跳舞猫日録

Life goes on brah!

2023/05/13 English

BGM: Sunny Day Service - サマー・ソルジャー

Today I worked early. This morning, following my inspiration, I listened to Flipper's Guitar again. Once I had enjoyed the music by this Flipper's Guitar again and again when I was a high school student. They are simply cool for me. In their first album "Three Cheers For Our Side", they sing their tunes in fluent English. This means that they are so smart that they can "use" the influence from various English music as their creation sources, therefore cool for me. They even did a certain "revolution" by doing a brand new trial. And that fashionable and sophisticated action affected me certainly as increasing inferiority complex as a uncool country person. Why? Why am I such a uncool dude? I even thought like this... but it was just a too "simple" understanding. I should learn from them as "being ourselves are enough to be cool". They chased or dug what they wanted to do honestly and dutifully. As a result, they made a few evergreen masterpieces.

Ah, once I was controlled or possessed by a certain jealousy to them. Because they spoke English so fluently that they showed their intelligence too well. Cool... Yes, once I was just a coward to express myself in English. "Why does such poor English as mine deliver something to the world?", "I am really a countryside dude therefore have to be ashamed". Indeed, those bias was silly. I could express myself in English naturally, not being ashamed or jailed in shyness. I should say my truth to the world because that is a meaning of being in this world. Yes, I can get ashamed by mistakes. But through those mistakes, I could get many things. I shouldn't spend my time in a bedroom with thinking or worrying a lot... and I get surprised what I am writing like this. Yes, we can change ourselves and start a new life... Me, that change has been brought by trustable people. On MeWe and in the real world, friends said to me "disco cat, your English is bloody well written" and "your English is neat". Those comments let me start using English bit by bit... and now, I am sinking into a kind of really infinite "blackhole" of English. Facing this hole, my life seems going on and on.

I don't want you to misunderstand. Yes, I am certainly expressing myself in English every day. But I never think that English is absolutely more sublime or extreme language than Japanese. And I also don't stand by its opposite one. Japanese has so many great aspects in it (sometimes people say English is crisp, but I accept that Japanese also can have possibilities to do logical works as philosophy and literature). I can read Haruki Murakami, Junichiro Tanizaki, Kobo Abe and Yukio Mishima in Japanese. That's glad to me. I find that some Japanese are thinking about using English as a too "ideal" action because Japan is just an isle, therefore a kind of closed nation. So Japanese use some strange and funny English. Like Japanese pop music and social scene as "Go To Eat". But I don't want to say "that shows how Japanese is foolish" (we can find many funny Japanese in the world). I just recommend to use English without controlled by that kind of weird bias.
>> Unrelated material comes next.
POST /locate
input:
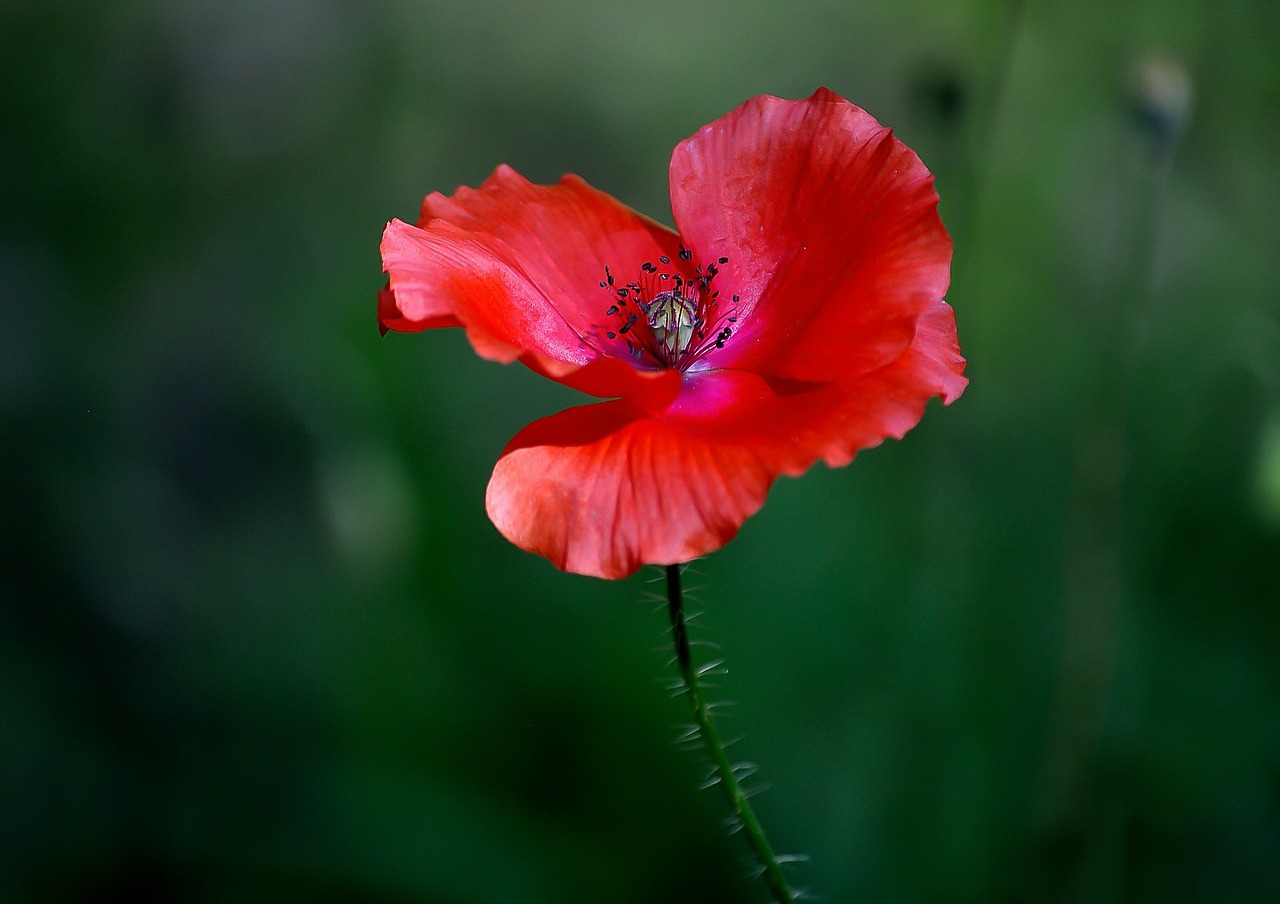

People might say that you could be useless if you are not fluent in speaking English. But I am afraid of misunderstanding an important truth by cheated by that kind of "public" pressure. Me, I just trying to "enjoy" learning English. It is primary pleasant, and will tell me a lot of things so I learn it. But some cynical people could say to me "Oh, you are really an upbeat and daydreaming person! Look at the severe reality". Yes, my learning would be just a playing by the eyes of the people who are trying to survive every day seriously... then, I just say that I will follow this learning as a lifelong playing. This is "my way"... and my life must be this kind of "daydreaming" one. I just do playing during my life, therefore completely separated with the life of a global successful business people who work in their fields in 24 hours. I will live freely, loosely and follow what I believe. And I guess that is an important lesson Flipper's Guitar taught to me through their attitude.